Your description of the genesis of jump sort gives me an idea for a non-recursive quicksort, which I'm sure would be much faster and less memory-intensive without the hundreds or thousands of recursive calls.
Re: Sorting algorithms (sort array)
Now that I'm looking more closely at jump sort, there's still optimization to be had. Consider what happens when the jump value gets to 1: it runs through the inner loop, and then because it's non-zero, the outer loops runs again. This (final) iteration integer halves the jump value, and since 1 \ 2 = 0, the inner loop fires with a jump value of zero.
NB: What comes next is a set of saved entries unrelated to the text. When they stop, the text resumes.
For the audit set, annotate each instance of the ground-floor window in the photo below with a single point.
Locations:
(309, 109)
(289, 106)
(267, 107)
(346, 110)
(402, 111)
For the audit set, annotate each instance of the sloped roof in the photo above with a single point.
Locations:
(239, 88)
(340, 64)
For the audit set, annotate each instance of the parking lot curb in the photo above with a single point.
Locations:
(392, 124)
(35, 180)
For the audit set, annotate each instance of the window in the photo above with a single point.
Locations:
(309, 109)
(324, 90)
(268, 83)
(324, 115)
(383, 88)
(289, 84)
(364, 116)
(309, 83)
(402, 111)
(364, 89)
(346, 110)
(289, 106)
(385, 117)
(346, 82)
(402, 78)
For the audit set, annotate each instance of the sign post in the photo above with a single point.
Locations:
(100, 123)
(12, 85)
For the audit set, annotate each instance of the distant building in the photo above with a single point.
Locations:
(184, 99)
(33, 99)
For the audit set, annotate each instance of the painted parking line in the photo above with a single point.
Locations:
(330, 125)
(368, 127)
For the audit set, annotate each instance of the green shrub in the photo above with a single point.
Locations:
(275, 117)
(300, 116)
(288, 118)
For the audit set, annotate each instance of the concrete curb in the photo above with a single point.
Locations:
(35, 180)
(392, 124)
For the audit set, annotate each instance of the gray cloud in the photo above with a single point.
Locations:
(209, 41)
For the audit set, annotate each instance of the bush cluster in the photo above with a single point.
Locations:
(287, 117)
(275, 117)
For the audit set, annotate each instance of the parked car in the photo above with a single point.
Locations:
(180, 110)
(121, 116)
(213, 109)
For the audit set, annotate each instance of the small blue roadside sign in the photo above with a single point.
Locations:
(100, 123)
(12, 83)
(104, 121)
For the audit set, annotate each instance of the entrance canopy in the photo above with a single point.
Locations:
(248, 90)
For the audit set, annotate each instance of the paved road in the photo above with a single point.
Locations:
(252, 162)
That means that in every sort, the final pass compares every element against itself. Thus, n comparisons are wasted each call.
This behavior happens in both my implementation as well as the original code you posted. To correct it is simple: you need to change "While Jump" to "While Jump > 1", and I need to change "Loop Until lngJump = 0" to "Loop Until lngJump = 1".
This won't have a huge impact on performance, but hey, every little bit helps.